Les parties ont été régulièrement averties du jour de l'audience.
Ont été entendus au cours de l'audience publique :
- le rapport de Mme Sabrina Ladoire,
- les conclusions de M. Guillaume de La Taille Lolainville, rapporteur public,
- et les observations de MeB..., représentant la société EDF.
Considérant ce qui suit :
1. La société MSO Sablirot a adressé à ERDF, autorité gestionnaire du réseau public de distribution d'électricité, le 25 août 2010, une demande de raccordement au réseau pour une installation de production d'électricité à partir de l'énergie photovoltaïque, située à Garein. Cette société entendait bénéficier, en vertu de l'article 10 de la loi n° 2000-108 du 10 février 2000 et des textes réglementaires pris pour son application, de l'obligation d'achat de l'électricité produite par cette centrale selon les conditions tarifaires en vigueur à la date de sa demande. La demande de raccordement a été réputée complète par ERDF le 31 août 2010. La proposition technique et financière (PTF) a été établie le 9 décembre 2010 et cette proposition acceptée par la société. Par un courrier du 24 janvier 2011, ERDF a informé la société que, dès lors qu'elle avait été acceptée après le 2 décembre 2010 et entrait ainsi dans le champ de la suspension de l'obligation d'achat d'électricité prévue par l'article 1er du décret n° 2010-1510 du 9 décembre 2010, sa demande de raccordement était " devenue définitivement caduque " en application de l'article 5 du même décret. La société MSO Sablirot a présenté le 25 octobre 2012 auprès d'EDF une réclamation préalable ayant pour objet l'indemnisation des préjudices subis en raison du refus d'acheter, aux conditions tarifaires en vigueur à la date de sa demande, l'électricité devant être produite par la centrale projetée à Garein. Cette réclamation ayant été rejetée le 28 novembre 2012, elle a saisi le tribunal administratif de Pau d'une demande tendant à la condamnation d'EDF à lui verser des dommages et intérêts. Par le jugement du 30 septembre 2014 qu'elle conteste, le tribunal administratif a rejeté sa demande.

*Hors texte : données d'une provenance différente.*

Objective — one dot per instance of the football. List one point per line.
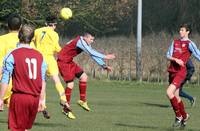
(66, 13)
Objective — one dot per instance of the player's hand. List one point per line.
(179, 61)
(1, 105)
(108, 68)
(41, 105)
(110, 56)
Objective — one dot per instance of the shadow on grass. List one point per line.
(155, 128)
(136, 126)
(156, 105)
(49, 124)
(159, 105)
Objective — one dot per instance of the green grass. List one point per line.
(116, 106)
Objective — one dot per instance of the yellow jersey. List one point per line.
(46, 41)
(7, 43)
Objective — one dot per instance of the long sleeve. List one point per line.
(99, 61)
(44, 68)
(7, 68)
(195, 51)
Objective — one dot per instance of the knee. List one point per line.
(84, 77)
(169, 94)
(70, 85)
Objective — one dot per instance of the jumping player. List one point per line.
(178, 54)
(69, 70)
(27, 68)
(47, 42)
(7, 43)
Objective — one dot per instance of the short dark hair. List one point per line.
(86, 34)
(26, 33)
(52, 19)
(14, 22)
(186, 26)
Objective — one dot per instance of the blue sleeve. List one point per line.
(88, 49)
(7, 68)
(195, 51)
(170, 50)
(44, 68)
(99, 61)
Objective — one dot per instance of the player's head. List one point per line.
(51, 21)
(14, 22)
(26, 34)
(88, 37)
(185, 30)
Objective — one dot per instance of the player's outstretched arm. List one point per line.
(171, 58)
(42, 97)
(4, 87)
(195, 51)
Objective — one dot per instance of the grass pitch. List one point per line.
(116, 106)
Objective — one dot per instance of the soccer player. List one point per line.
(69, 70)
(47, 42)
(178, 54)
(7, 43)
(27, 68)
(190, 71)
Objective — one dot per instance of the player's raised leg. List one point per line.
(174, 102)
(82, 88)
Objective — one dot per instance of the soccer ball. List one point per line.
(66, 13)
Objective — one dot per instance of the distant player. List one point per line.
(27, 69)
(178, 54)
(47, 42)
(7, 43)
(190, 71)
(69, 70)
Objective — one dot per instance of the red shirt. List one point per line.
(180, 51)
(27, 71)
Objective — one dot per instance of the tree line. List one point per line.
(107, 17)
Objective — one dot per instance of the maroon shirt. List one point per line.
(27, 73)
(181, 51)
(69, 51)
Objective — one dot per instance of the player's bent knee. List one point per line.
(84, 77)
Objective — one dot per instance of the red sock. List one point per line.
(175, 105)
(82, 89)
(182, 109)
(68, 92)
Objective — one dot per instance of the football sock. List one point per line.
(82, 89)
(68, 92)
(61, 91)
(175, 105)
(182, 109)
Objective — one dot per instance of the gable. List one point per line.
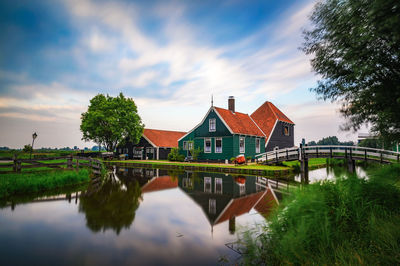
(162, 138)
(266, 116)
(239, 123)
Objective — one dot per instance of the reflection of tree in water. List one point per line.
(111, 205)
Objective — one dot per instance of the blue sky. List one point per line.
(169, 56)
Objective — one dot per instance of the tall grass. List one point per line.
(21, 183)
(349, 221)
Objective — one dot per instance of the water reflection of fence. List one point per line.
(65, 162)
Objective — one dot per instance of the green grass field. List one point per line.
(26, 183)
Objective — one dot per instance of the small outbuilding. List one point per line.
(154, 144)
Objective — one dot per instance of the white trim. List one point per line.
(244, 144)
(209, 125)
(149, 140)
(202, 121)
(215, 185)
(272, 131)
(257, 125)
(205, 139)
(215, 145)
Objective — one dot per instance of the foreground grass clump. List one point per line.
(350, 221)
(14, 184)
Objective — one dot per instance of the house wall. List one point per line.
(278, 139)
(230, 143)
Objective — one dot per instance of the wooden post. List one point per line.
(19, 166)
(69, 162)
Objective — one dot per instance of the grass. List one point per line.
(349, 221)
(22, 183)
(252, 166)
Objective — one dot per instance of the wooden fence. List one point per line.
(68, 162)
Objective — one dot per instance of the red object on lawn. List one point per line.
(240, 179)
(240, 159)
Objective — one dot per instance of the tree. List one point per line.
(356, 50)
(27, 148)
(111, 120)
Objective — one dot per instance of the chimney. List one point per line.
(231, 104)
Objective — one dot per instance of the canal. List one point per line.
(142, 217)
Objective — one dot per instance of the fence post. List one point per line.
(19, 166)
(69, 162)
(15, 163)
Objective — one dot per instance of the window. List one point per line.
(286, 130)
(212, 206)
(258, 145)
(207, 145)
(241, 145)
(218, 186)
(218, 145)
(212, 125)
(207, 184)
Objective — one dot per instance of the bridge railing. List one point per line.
(333, 151)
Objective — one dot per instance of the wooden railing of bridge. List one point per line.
(67, 162)
(329, 151)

2. La société MSO Sablirot fait valoir que le dépassement du délai de trois mois pour instruire sa demande de raccordement l'a empêchée d'adresser la proposition technique et financière avant le 2 décembre 2010 et de bénéficier ainsi de l'obligation d'achat de l'électricité. Elle reproche à la société EDF d'avoir méconnu le " contrat tacite " d'achat d'électricité dont elle bénéficiait depuis la date de sa demande complète, soit le 31 août 2010, ou, au plus tard à la date d'acceptation de sa proposition technique et financière le 9 décembre 2010. Enfin, elle soutient qu'EDF a méconnu l'obligation qui lui incombait de conclure un contrat d'achat d'électricité dès lors que sa proposition technique et financière avait été acceptée le 9 décembre 2010, soit antérieurement à l'entrée en vigueur du décret du même jour.

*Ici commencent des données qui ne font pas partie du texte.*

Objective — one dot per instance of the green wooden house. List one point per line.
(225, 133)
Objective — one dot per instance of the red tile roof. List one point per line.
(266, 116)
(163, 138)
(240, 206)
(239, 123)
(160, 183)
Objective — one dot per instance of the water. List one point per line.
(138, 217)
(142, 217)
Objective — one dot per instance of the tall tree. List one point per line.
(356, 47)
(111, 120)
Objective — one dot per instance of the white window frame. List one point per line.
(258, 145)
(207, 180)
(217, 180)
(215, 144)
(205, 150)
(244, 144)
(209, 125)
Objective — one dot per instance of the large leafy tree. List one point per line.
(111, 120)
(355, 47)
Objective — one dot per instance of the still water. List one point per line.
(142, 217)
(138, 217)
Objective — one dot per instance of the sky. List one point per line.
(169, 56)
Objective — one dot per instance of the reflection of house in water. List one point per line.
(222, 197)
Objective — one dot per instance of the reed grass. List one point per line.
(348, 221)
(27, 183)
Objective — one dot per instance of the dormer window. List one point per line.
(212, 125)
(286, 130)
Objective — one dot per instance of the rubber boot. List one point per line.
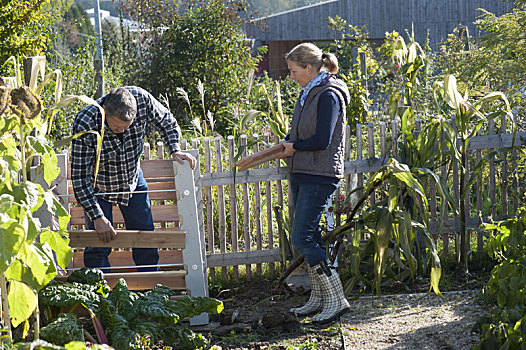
(315, 303)
(334, 302)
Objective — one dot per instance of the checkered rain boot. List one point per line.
(315, 302)
(334, 302)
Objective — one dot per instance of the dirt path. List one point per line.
(416, 321)
(256, 319)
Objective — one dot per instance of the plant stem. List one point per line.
(36, 325)
(23, 150)
(5, 307)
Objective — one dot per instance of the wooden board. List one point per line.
(160, 213)
(129, 239)
(259, 157)
(124, 258)
(174, 280)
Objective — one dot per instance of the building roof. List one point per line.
(440, 17)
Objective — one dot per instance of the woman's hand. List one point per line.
(289, 150)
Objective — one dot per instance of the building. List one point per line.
(282, 31)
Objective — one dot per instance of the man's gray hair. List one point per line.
(120, 103)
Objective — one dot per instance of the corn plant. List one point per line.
(468, 121)
(30, 252)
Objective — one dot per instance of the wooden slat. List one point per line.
(259, 157)
(456, 192)
(246, 212)
(496, 141)
(234, 226)
(504, 171)
(480, 199)
(124, 258)
(129, 239)
(371, 152)
(257, 210)
(492, 179)
(221, 205)
(160, 213)
(346, 157)
(147, 280)
(244, 258)
(209, 205)
(268, 195)
(157, 168)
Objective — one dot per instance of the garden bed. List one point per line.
(257, 318)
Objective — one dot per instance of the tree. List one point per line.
(26, 26)
(198, 41)
(495, 61)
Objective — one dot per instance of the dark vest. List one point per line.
(327, 162)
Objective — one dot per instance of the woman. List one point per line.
(314, 148)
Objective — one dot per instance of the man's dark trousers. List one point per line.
(137, 216)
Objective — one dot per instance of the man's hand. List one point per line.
(289, 150)
(181, 156)
(104, 229)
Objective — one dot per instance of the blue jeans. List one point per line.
(137, 216)
(308, 200)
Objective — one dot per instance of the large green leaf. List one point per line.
(22, 301)
(51, 170)
(405, 234)
(12, 236)
(453, 97)
(53, 206)
(124, 300)
(64, 329)
(28, 195)
(60, 246)
(36, 268)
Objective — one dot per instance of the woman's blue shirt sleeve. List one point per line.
(329, 110)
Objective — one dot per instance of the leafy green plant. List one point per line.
(27, 27)
(468, 120)
(30, 251)
(127, 317)
(505, 325)
(395, 236)
(188, 43)
(504, 329)
(64, 329)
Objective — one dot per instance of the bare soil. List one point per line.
(256, 317)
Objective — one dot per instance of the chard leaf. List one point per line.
(64, 329)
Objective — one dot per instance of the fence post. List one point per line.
(193, 258)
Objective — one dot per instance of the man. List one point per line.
(120, 180)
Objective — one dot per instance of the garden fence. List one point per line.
(237, 209)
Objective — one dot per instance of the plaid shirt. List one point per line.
(119, 160)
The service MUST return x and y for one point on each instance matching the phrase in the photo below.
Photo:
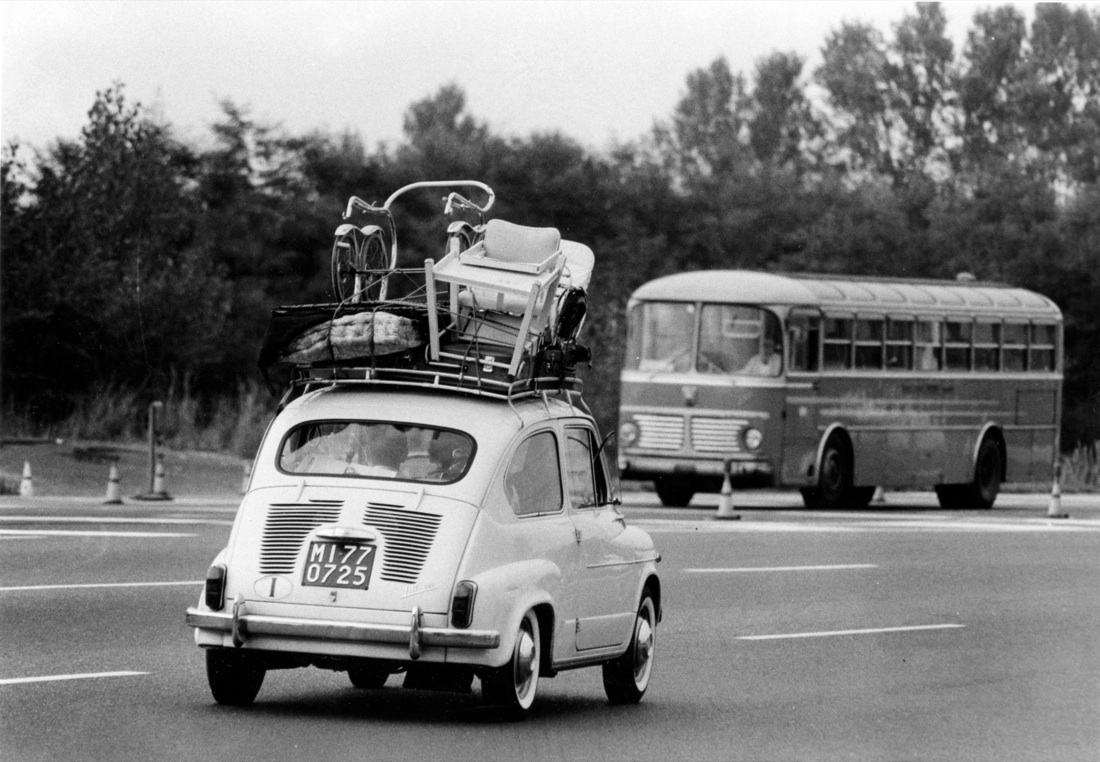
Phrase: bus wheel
(987, 476)
(674, 493)
(981, 493)
(834, 482)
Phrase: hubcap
(831, 473)
(525, 663)
(644, 650)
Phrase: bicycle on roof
(362, 263)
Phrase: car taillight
(216, 587)
(462, 606)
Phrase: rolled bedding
(362, 334)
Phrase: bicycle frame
(451, 201)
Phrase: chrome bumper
(244, 626)
(642, 466)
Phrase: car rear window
(377, 450)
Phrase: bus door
(802, 407)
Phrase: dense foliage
(132, 260)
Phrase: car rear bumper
(415, 636)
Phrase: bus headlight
(752, 439)
(628, 433)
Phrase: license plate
(339, 564)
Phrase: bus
(838, 385)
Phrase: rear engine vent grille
(408, 538)
(660, 432)
(286, 528)
(716, 434)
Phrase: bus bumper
(651, 466)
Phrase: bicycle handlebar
(451, 200)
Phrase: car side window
(532, 482)
(582, 483)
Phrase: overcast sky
(598, 70)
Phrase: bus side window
(837, 343)
(900, 345)
(1042, 348)
(869, 344)
(987, 344)
(805, 337)
(1014, 343)
(957, 337)
(928, 349)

En ce qui concerne la faute qui aurait été commise dans l'instruction de la demande de raccordement :
3. La société MSO Sablirot semble vouloir imputer tant à ERDF qu'à EDF le retard mis à instruire sa demande de raccordement pour son projet de centrale photovoltaïque à Garein. Toutefois, les relations nées éventuellement entre la société MSO Sablirot et l'une quelconque de ces deux sociétés à raison de sa demande de raccordement, à défaut notamment de disposition contraire ou de la mise oeuvre par ces dernières sociétés de la moindre prérogative de puissance publique, ne sauraient constituer que des relations de droit privé. Par conséquent, les conclusions de la société MSO Sablirot, en tant qu'elles tendent à engager la responsabilité d'EDF du fait des fautes commises dans la " procédure de raccordement " au réseau de distribution électrique, sont portées devant une juridiction incompétente pour en connaître. Il y a lieu, dès lors, d'annuler le jugement attaqué en ce qu'il n'a pas décliné la compétence de la juridiction administrative sur ce point et, par la voie de l'évocation, de rejeter ces conclusions comme portées devant une juridiction incompétente pour en connaître.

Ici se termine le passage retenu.